東海道五十三次 27 江尻宿~府中宿

9日目2011.09.06(火)13:20 晴

東海道五十三次18番目の宿場・江尻宿から19番目の宿場・府中宿へ、10.5kmの道のりをゆく。

江尻宿西木戸跡からしばらく道なりに歩くと、都田吉兵衛の供養塔があった。

清水次郎長はの子分・森の石松は都田吉兵衛により殺された。

次郎長は石松の無念を晴らすため、見事吉兵衛を討ち果たすのだが、吉兵衛の菩提を弔うものがいないため、それを哀れんだ里人が最期の地に供養塔を建てたのだという。

面白いなぁと思うのだ。
今や清水次郎長も森の石松も講談の中の人物である。
物語と思っていたようなエピソードが、本当にこの地で起こり、供養塔まである。

日本の歴史で興味の尽きない点が、まさにここに集約されている。
伝説と歴史の混じり合った実に微妙な場所に自分を置いてみることの面白さとでもいえようか。。。

都田吉兵衛供養塔

Nもまた、この日本の歴史の中を歩いているのだ。
東海道を歩くことの確かな手応えが、ここにある。


かつて土橋だったという金屋橋は、重荷を負っている牛馬は土手を下って渡川したそうだ。
金屋橋のあたりは、「追分」と呼ばれていて、清水湊へ向かう「志ミづ道」と東海道の分岐点であった。
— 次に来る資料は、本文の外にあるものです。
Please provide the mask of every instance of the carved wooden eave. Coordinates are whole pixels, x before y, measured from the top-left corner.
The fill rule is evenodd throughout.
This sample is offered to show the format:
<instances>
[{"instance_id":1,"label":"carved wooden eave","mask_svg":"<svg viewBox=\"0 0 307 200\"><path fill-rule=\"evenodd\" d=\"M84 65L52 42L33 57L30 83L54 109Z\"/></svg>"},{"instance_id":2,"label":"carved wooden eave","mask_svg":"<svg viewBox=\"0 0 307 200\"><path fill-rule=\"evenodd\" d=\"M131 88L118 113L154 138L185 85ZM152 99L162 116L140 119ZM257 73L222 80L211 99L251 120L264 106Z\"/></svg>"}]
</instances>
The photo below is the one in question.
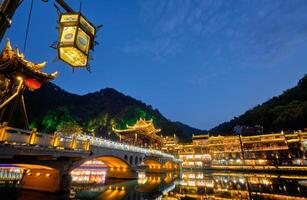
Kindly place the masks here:
<instances>
[{"instance_id":1,"label":"carved wooden eave","mask_svg":"<svg viewBox=\"0 0 307 200\"><path fill-rule=\"evenodd\" d=\"M18 75L24 79L36 79L44 83L57 77L58 72L48 74L41 71L46 62L35 64L25 59L24 54L19 53L18 48L13 49L8 39L0 54L0 74Z\"/></svg>"}]
</instances>

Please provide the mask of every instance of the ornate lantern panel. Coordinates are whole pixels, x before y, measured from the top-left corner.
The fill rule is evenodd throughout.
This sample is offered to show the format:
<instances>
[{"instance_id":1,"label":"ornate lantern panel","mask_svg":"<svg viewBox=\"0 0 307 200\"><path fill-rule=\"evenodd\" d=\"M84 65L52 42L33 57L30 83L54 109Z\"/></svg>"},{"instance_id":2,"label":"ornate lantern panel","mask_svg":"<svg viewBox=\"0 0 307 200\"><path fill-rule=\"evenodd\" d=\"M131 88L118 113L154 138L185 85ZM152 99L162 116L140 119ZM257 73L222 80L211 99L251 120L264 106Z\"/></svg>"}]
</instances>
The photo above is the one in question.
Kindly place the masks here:
<instances>
[{"instance_id":1,"label":"ornate lantern panel","mask_svg":"<svg viewBox=\"0 0 307 200\"><path fill-rule=\"evenodd\" d=\"M81 13L60 16L59 58L72 67L86 67L96 29Z\"/></svg>"}]
</instances>

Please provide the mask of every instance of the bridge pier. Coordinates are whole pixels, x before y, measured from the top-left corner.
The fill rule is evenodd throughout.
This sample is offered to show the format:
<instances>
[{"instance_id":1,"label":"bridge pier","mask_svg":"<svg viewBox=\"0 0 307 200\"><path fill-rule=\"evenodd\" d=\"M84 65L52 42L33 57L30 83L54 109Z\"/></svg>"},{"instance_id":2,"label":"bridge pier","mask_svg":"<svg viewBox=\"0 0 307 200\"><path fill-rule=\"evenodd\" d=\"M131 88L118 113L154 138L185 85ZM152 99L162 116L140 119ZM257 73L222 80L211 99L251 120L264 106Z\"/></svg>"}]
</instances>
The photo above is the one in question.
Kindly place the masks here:
<instances>
[{"instance_id":1,"label":"bridge pier","mask_svg":"<svg viewBox=\"0 0 307 200\"><path fill-rule=\"evenodd\" d=\"M31 169L24 173L21 187L42 192L67 193L70 190L71 180L69 172Z\"/></svg>"}]
</instances>

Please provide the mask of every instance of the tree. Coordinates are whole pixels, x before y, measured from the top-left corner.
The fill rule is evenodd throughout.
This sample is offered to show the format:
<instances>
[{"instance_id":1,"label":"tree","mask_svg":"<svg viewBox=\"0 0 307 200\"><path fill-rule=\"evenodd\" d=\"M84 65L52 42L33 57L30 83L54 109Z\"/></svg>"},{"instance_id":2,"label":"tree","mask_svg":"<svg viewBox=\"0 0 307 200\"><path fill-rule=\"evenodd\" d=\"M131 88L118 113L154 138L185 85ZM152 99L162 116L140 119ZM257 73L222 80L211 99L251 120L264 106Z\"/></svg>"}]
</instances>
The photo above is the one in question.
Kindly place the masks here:
<instances>
[{"instance_id":1,"label":"tree","mask_svg":"<svg viewBox=\"0 0 307 200\"><path fill-rule=\"evenodd\" d=\"M57 131L65 136L81 134L83 132L81 126L75 121L60 123L57 127Z\"/></svg>"}]
</instances>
数軒の家が並び、松並木と広い田んぼの向こう側に富士山が見えている。。。
そんな風景であったそうな。

追分と金屋橋の今昔

草薙一里塚跡には巨大な狸の像。
なにか意味があるんだろうけど、よく分からないのもまた一興w

13:52
草薙一里塚跡の狸八相

その先民家の並ぶ旧道には、そこに住んでいる人が手作りで作ったらしい東海道の案内が。
「ここは古道 中之郷村 東海道 谷田村」

14:10
ここは古道 中之郷村 東海道 谷田村

ここで、空腹が限界を超えたので、大きな道路沿いにあった
「すき家静岡国吉田店」で牛丼並280円をがっついて、水をありったけ飲みまくった。


このあたりは割と開発で道が分断されているので注意が必要だ。
あたりの雰囲気も変わっているので、旧道を見失っても復帰できるように地図でよく確認したほうが良い。

旧東海道記念碑 14:38
府中へ 旧東海道記念碑

JR東海道本線と新幹線に分断されながら一瞬国道に合流し、その先旧道に入って静岡鉄道の長沼駅の左手前に長沼一里塚跡の碑が寂しく残っていた。

長沼一里塚阯

静鉄をのんびり眺める暇もなく、東海道はまた柚木駅の手前で分断される。
仕方なく国道1号に合流し、柚木駅で左折。

15:05
静岡鉄道!

新幹線とJR東海道本線の先で右折。ここから東海道に戻る。
その先、分断はないが、またまたJR東海道本線と新幹線のガードをくぐり、落ち着かない感じで府中宿に至る。

府中の宿散歩道レリーフ 15:33
府中の宿散歩道レリーフ

府中宿、今の静岡駅の近くで、割と大きな都市となっている。
ようやっと到着。なんだか心にぽっかりと穴があいたようだ。

15:42
府中宿 上伝馬本陣 脇本陣跡

静岡駅前の徳川家康公之像。

「人生とは重き荷を背負いて遠き道を行くが如し」
家康ほど若い頃に絶望的な辛酸を舐め尽くした男もいない。

そういえば家康は若い頃、一向宗の一揆に散々手を焼いた。
いつの時代も、どこの国でも宗教が人を苦しめるものなのだ。

日本の歴史は、織田信長という男を輩出し、宗教勢力の牙を完全に抜き去った。
だが、最近の日本といったらその大いなる「贈り物」を忘れ、くだらない新興宗教が国家国民に牙を向き、人々を苦しめたりする。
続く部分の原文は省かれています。